Sí le importaba, y mucho. No pensaba más que en los días felices que volvieran a la finca y estar con él, con su hombre. Ese sería el momento de verlo desnudo. Se atrevería, hasta el fondo. Primero lo consultó con su amiga Idalmis: ―¿Qué crees? ¿Lo hago? ―Ay, mija, si yo fuera como tú me lo hubiera comido entero. Un hombre, como debes buscarte ¿te imaginas? No un niño bonito de mamá con cara de ver revistas de mujeres en cueros. Esos señoritos de mamá que vemos en la escuela. Un hombre que orine dulce es lo máximo, no que viva toqueteándose. Ella memorizaba cada palabra de los consejos de Idalmis. Cuando llegara el momento, lo haría tal le dijera. A fondo, sin tener miedo. «a los hombres machos varones masculinos no se les tiene miedo, decía su amiga, lo que ellos quieren de ti, tú lo quieres de ellos. Bueno, tú me entiendes». Un día se atrevió. Lo vio desnudo y fue lo mejor que pudo ver en la vida. La hermosura del desnudo del hombre era superior a todas las cosas que le daba la vida. ¿sentiría él lo mismo si la miraba a ella, mientras se bañaba? Se lo preguntó a la prima Mercedes, ya casada, sin dar más vueltas. ―¿Ustedes se miran, prima? ―¿De qué se trata hoy? ―Si se miran desnudos, tú y él. ―Claro, mija. Es normal. ¿qué hay con eso? ―Nada. Te pregunto ¿qué sientes cuando te miran desnuda? ―Es rico. Lo es si quien te mira sabe mirar y es el que te gusta ¿entiendes? ―Entiendo. *** En la hacienda la sermoneaban y cada cual se creía con derecho a manejar su vida, su forma de decir y de hacer las cosas cotidianas. Opinaban del vestir y los peinados, de esto y de aquello.
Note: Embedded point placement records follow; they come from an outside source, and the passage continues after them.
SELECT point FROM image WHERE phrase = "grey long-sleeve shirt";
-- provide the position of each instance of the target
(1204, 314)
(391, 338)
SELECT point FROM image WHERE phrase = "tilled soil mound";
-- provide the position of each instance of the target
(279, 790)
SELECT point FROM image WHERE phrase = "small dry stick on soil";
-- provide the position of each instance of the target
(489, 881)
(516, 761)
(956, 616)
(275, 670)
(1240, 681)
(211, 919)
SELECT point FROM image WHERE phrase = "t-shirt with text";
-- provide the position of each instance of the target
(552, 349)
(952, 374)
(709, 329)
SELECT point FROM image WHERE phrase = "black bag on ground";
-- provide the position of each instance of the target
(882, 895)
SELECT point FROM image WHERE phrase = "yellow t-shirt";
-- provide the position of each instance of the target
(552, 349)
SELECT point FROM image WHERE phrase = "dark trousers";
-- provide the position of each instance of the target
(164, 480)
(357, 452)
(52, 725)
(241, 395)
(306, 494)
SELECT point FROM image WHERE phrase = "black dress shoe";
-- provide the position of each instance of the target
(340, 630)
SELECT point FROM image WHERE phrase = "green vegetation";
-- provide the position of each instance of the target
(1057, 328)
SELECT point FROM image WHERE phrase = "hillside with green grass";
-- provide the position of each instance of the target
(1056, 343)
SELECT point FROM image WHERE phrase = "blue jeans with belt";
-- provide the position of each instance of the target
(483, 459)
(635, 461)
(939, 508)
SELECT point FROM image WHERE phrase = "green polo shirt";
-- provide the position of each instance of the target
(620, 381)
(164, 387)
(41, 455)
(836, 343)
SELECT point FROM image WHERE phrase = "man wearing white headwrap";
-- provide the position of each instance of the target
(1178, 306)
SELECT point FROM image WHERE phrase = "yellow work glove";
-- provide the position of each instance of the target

―¿Por qué no miras lejos, estudias primero y te casas luego con un hombre rico? ―le decía su prima Mercedes, que había notado, sin certeza, que a la muchacha le gustaba el primo Julián. ―Rico está el primo ―decía Altagracia y ambas reían. ―¿Lo viste? ―Sí, por eso digo. ―Es nuestro pariente, chica. Haz como yo. Aguanta hasta que te llegue la hora. No busques por gusto, ya vendrá el que te cuadre. ―¿Te cuadra el tuyo? ―Claro ¿Por qué? ―¿Eres feliz con tu marido, prima? ―Bueno sí ¿por qué tantas preguntas? ―Por nada. ¿Te complace en la cama? ―¡Altica! Eso no se dice, ni a una madre se le cuenta las intimidades. Si te oye abuela Gertrudis te pela al moñito. ―Dime la verdad. La prima Mercedes aflojaba. ―No tanto. Pero no importa. Las mujeres somos distintas a ellos. Fuimos creadas para criar hijos, atenderlos a ellos y sacrificarnos por la familia ¿no te educaron así? ―¿Sientes ganas y él ni te mira? ―¡Por favor, muchacha! ¿De dónde carajo sacas esas cosas absurdas? ―Dime. ―No me casé pensando en esas cosas malditas de la cama. Él trabaja y tiene buen salario. Hacemos una familia y eso me basta. Lo otro es cosa del Diablo, que amenaza a la pareja con lujurias y por eso el hombre se cansa rápido de ti, por hacerlo todos los días. ―¿Ustedes no lo hacen todos los días, mi prima? ―Mira, mejor me voy, que ya me suben las ganas de mandarte pa’l cipote. ―¿Por qué? ―Eres muy preguntona, Altica. Saliste al abuelo Sebastián Gonzaga. Altagracia arremetía con todo: ―¿Es rico eso, prima Mercedes? La prima no pudo resistir más el asedio prolongado. Bajó la guardia y confesó todo.

Además, las preguntas de Altagracia, lejos de herirla, eran como una ayuda espiritual que bien necesitaba, un bálsamo que le sacaba afuera los malos pensamientos. Supo Altagracia, por boca de la prima, cómo comportarse y cómo ponerse cuando se llevaba a cabo el ataque del macho. Aquella imagen no se le olvidaría. Y la prima, luego del encuentro, no quiso acercársele y hablar con ella si no había otra persona de la familia junto a ellas. La frase: «somos muy felices», la dijo una vez y nunca más volvió a repetirla mientras estuviera presente Altagracia. Luego de que confesara que su marido era un pazguato y la tenía flaca y se enfriaba dentro de ella y la dejaba abandonada a mitad del camino del placer; él cansado y ella con deseos de seguir y con fuertes dolores de cabeza. A partir de entonces, no pudo mencionar la palabra felicidad delante de Altagracia.